Altro punto fondamentale riguarda la Formazione e gli Incentivi. Promuovere la formazione degli stilisti e degli operatori del settore attraverso una strategia in grado di uniformare un alto standard di qualità e fare “sistema” tra le diverse scuole di moda italiane. Inoltre incentivi fiscali per aiutare le imprese a rimanere in Italia con la propria produzione, sostenendo sopratutto il 90% del settore fatto di piccole e medie imprese.
Parola d’ordine del Manifesto è la spinta all’Internazionalizzazione, la solidarietà di sistema e l’accesso al credito. Principale obiettivo delle imprese è quello di sbarcare sui mercati internazionali implementando l’internazionalizzazione nel settore della moda, portando così anche le piccole imprese a partecipare alle fiere di settore all’estero, grazie anche a progetti realizzati ad hoc per la promozione delle nuove realtà. Secondo il Sole 24 Ore spetta alle imprese leader assumersi la responsabilità di mantenere dinamico il settore, promuovendo la solidarietà di sistema. Un corretto flusso finanziario potrebbe garantire il rilancio dell’intera filiera inclusa la tutela delle eccellenze artigianali Made in Italy.
Avere una filiera più forte può rappresentare una grande occasione anche per gli istituti bancari. Una delle banche più attive a tal proposito è Unicredit, che ha recentemente lanciato un’iniziativa il cui obiettivo è quello di offrire alle aziende del settore una gamma di prodotti finalizzati alla crescita dell’export.

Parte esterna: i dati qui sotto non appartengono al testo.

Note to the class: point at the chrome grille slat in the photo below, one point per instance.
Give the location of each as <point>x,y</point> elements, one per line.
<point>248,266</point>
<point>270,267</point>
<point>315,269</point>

Altro punto fondamentale del Manifesto della moda è quello di Indirizzare il made in Italy verso i mercati emergenti. Il Manifesto della moda ritiene importante e strategico catapultare le aziende più piccole nei mercati internazionali, facilitando l’accesso alle fiere sulle principali piazze mondiali. Obiettivo principale è contrastare la contrazione della domanda interna indirizzandosi verso i mercati emergenti del Centro-est Europa, Asia e Sud-America.
Il documento firmato dal Sole 24 Ore e dai personaggi illustri del mondo del fashion auspica infine una Formazione personale e il Talent Scouting: lo stanziamento di maggiori risorse a favore della formazione delle future leve nel campo della moda. Inoltre secondo Fabrizio Onida dell’Università Bocconi è importante e necessario rivedere come è formata la scuola dell’obbligo, introducendo anche in Italia il cosiddetto “sistema duale”, una formula mista di formazione scolastica già presente in altri Paesi e in grado di avvicinare sempre di più i giovani alle aziende già dagli ultimi anni di liceo.